Alexander Faußner scite author profile

Chemokines orchestrate leukocyte trafficking and function in health and disease. Heterophilic interactions between chemokines in a given microenvironment may amplify, inhibit, or modulate their activity; however, a systematic evaluation of the chemokine interactome has not been performed. We used immunoligand blotting and surface plasmon resonance to obtain a comprehensive map of chemokine-chemokine interactions and to confirm their specificity. Structure-function analyses revealed that chemokine activity can be enhanced by CC-type heterodimers but inhibited by CXC-type heterodimers. Functional synergism was achieved through receptor heteromerization induced by CCL5-CCL17 or receptor retention at the cell surface via auxiliary proteoglycan binding of CCL5-CXCL4. In contrast, inhibitory activity relied on conformational changes (in CXCL12), affecting receptor signaling.
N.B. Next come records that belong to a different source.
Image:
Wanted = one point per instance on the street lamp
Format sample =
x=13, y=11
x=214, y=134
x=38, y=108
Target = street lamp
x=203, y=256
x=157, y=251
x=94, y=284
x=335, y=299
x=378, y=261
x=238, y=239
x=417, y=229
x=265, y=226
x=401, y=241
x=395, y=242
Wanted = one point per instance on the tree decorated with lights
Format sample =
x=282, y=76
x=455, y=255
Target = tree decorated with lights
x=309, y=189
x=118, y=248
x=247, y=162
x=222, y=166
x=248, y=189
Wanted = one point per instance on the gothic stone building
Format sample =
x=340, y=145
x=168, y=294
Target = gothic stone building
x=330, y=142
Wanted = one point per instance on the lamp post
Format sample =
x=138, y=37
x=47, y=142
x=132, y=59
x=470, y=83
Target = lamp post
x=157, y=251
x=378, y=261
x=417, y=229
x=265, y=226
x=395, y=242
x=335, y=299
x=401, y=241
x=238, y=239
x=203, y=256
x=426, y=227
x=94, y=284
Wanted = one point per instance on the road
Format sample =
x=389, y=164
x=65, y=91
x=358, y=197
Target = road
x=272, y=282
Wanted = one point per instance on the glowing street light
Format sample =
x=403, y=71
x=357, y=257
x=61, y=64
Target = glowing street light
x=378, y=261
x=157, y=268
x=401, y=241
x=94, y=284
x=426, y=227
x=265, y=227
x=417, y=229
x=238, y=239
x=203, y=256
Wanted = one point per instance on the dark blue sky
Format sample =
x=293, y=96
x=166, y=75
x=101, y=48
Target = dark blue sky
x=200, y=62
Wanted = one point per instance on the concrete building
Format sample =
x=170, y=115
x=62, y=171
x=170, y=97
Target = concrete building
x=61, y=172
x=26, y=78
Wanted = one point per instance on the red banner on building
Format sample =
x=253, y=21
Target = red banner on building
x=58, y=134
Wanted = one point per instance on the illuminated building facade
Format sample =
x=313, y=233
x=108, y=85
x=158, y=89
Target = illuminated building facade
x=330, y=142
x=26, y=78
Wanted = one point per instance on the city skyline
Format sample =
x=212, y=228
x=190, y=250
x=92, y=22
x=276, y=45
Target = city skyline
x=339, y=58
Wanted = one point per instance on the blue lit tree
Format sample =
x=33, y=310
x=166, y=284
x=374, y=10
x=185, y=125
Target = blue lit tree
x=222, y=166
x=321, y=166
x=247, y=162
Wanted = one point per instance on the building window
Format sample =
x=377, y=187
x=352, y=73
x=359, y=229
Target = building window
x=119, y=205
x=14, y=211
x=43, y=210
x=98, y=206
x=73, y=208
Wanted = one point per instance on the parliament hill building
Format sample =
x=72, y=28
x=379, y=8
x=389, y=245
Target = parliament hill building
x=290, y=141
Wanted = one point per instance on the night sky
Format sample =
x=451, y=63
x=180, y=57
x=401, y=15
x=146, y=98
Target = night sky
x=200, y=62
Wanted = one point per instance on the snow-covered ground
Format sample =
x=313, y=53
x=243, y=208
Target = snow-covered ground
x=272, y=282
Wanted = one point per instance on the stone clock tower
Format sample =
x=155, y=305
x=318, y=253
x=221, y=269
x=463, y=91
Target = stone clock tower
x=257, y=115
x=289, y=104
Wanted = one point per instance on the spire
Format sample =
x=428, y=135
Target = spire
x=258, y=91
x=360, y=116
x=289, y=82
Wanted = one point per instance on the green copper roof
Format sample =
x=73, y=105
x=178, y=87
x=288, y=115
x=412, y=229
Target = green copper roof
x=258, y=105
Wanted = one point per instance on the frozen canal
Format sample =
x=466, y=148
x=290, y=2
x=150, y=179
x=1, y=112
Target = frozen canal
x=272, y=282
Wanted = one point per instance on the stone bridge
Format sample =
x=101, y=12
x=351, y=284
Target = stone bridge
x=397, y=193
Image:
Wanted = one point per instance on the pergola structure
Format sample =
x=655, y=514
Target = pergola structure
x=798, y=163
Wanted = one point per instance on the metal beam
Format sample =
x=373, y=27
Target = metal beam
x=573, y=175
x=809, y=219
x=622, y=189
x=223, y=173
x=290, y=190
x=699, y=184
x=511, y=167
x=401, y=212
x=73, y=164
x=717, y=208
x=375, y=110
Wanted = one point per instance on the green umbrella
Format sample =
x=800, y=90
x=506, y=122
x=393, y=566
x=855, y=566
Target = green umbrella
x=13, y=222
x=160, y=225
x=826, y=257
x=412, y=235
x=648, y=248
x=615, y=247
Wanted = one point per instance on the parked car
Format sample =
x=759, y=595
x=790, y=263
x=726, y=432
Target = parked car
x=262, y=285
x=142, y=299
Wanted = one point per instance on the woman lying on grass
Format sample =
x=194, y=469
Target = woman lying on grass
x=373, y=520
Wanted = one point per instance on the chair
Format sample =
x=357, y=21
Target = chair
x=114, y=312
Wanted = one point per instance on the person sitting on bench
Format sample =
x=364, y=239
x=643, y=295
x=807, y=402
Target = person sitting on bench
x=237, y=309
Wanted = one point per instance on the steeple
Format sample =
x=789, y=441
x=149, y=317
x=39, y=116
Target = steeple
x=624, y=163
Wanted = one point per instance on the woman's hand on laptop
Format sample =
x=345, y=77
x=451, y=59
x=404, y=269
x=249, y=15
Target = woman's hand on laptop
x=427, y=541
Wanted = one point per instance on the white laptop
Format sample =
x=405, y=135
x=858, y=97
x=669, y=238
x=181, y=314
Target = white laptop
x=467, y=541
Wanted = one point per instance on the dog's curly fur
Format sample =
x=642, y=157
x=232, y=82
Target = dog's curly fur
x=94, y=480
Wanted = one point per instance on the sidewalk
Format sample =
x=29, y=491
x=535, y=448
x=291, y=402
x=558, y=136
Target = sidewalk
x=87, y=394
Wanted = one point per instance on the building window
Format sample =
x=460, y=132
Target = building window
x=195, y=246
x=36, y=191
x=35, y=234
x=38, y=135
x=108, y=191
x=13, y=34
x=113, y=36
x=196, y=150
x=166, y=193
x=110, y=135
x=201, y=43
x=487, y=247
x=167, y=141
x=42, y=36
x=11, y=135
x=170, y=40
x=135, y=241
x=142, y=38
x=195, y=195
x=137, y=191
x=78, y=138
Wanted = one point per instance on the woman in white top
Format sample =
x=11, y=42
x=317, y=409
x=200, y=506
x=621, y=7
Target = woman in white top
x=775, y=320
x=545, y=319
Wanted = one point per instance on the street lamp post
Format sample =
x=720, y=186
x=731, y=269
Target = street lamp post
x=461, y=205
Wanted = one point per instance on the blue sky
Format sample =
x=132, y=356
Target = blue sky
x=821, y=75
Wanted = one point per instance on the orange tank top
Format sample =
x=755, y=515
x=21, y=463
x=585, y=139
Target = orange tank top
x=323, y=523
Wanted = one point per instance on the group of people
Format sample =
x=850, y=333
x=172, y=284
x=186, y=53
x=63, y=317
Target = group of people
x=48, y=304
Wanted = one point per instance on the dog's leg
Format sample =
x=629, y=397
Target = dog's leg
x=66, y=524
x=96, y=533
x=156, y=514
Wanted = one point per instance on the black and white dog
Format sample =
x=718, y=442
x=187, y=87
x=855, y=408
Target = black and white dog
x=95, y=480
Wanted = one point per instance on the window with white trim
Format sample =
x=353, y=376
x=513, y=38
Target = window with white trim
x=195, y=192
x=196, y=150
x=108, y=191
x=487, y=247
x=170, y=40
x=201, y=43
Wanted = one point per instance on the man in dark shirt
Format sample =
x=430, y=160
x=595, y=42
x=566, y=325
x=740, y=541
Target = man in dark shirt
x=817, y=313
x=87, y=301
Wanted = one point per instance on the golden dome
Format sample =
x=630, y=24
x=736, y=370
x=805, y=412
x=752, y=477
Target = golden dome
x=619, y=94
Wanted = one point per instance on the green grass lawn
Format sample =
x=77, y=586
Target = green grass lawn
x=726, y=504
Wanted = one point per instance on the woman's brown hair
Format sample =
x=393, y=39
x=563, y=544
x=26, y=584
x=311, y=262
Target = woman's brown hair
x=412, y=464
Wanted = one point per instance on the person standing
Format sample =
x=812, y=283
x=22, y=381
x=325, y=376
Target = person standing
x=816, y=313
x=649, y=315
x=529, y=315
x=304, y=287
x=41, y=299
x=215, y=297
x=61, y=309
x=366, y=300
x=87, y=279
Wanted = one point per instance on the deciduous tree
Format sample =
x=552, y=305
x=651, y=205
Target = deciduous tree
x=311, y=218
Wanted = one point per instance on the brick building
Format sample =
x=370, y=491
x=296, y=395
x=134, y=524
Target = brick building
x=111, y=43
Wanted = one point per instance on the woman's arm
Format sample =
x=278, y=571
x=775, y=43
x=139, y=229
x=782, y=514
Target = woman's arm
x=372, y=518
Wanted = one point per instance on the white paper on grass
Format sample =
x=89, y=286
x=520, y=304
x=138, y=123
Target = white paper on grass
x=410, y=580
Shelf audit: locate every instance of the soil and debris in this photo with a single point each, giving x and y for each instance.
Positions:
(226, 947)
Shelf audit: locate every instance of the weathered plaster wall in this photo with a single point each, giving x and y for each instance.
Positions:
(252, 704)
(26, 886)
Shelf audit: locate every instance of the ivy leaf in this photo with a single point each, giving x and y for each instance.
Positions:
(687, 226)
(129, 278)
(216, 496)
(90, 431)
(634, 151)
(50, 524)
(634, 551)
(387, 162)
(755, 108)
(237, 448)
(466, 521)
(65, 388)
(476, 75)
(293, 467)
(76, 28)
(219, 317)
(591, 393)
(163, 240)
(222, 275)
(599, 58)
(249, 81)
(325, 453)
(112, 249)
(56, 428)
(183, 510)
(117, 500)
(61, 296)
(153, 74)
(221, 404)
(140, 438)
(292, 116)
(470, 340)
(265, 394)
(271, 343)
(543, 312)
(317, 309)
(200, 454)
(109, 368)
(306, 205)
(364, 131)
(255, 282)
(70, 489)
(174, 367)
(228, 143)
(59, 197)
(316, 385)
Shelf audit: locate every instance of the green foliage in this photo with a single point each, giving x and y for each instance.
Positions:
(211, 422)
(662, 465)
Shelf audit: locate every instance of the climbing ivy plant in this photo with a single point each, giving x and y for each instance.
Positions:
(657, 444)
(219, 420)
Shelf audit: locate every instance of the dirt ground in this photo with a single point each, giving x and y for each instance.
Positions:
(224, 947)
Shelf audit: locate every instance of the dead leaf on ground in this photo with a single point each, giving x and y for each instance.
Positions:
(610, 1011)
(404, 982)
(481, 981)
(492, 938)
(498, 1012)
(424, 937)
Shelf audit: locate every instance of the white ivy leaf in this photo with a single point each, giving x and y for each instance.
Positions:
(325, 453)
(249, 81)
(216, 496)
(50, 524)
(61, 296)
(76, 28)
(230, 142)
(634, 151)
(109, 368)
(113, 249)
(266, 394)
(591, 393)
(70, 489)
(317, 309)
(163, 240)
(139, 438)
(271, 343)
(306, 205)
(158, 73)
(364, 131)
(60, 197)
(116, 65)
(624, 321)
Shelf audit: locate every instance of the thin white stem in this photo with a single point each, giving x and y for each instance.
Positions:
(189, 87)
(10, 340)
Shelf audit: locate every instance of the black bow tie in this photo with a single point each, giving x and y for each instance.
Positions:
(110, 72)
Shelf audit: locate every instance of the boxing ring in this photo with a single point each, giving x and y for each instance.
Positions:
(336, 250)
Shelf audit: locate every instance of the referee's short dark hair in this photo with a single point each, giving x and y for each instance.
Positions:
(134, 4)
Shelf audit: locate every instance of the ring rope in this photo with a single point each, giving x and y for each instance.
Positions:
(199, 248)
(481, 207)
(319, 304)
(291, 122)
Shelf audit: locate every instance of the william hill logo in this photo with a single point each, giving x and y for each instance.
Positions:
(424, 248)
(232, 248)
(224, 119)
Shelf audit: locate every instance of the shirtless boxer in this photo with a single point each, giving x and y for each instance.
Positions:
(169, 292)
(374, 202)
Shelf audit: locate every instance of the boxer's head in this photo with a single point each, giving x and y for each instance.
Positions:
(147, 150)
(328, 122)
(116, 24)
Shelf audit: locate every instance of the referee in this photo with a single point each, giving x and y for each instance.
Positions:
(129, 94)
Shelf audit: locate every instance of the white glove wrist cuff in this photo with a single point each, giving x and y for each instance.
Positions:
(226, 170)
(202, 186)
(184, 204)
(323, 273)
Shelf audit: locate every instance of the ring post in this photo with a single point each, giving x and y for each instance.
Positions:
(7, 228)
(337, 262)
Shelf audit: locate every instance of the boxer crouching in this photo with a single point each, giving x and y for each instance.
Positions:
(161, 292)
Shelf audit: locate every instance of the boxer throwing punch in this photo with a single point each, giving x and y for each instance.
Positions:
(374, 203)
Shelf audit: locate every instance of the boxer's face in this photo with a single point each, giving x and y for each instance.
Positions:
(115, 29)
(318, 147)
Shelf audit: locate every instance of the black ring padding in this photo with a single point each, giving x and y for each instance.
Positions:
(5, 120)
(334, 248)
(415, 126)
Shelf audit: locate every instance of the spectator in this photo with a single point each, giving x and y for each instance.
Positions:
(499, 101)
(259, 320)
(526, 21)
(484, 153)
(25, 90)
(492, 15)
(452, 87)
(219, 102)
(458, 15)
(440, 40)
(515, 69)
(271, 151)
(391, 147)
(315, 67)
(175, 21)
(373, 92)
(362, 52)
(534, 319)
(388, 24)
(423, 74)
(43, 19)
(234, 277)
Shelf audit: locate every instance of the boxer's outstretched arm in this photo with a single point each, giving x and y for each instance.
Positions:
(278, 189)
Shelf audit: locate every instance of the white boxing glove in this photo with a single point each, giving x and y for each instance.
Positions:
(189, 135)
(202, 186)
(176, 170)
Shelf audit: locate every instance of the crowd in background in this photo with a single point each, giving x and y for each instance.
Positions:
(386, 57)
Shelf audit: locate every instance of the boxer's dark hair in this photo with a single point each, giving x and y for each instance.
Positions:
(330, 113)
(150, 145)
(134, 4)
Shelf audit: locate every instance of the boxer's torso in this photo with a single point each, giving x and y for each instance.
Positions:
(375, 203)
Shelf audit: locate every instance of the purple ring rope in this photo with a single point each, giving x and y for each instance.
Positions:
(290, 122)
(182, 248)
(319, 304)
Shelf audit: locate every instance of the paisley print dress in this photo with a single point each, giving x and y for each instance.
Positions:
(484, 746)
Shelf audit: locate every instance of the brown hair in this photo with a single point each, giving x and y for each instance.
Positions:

Obligate CC-type heterodimers showed high efficacy and potency and drove acute lung injury and atherosclerosis, processes abrogated by specific CCL5-derived peptide inhibitors or knock-in of an interaction-deficient CXCL4 variant. Atheroprotective effects of CCL17 deficiency were phenocopied by a CCL5-derived peptide disrupting CCL5-CCL17 heterodimers, whereas a CCL5 α-helix peptide mimicked inhibitory effects on CXCL12-driven platelet aggregation. Thus, formation of specific chemokine heterodimers differentially dictates functional activity and can be exploited for therapeutic targeting.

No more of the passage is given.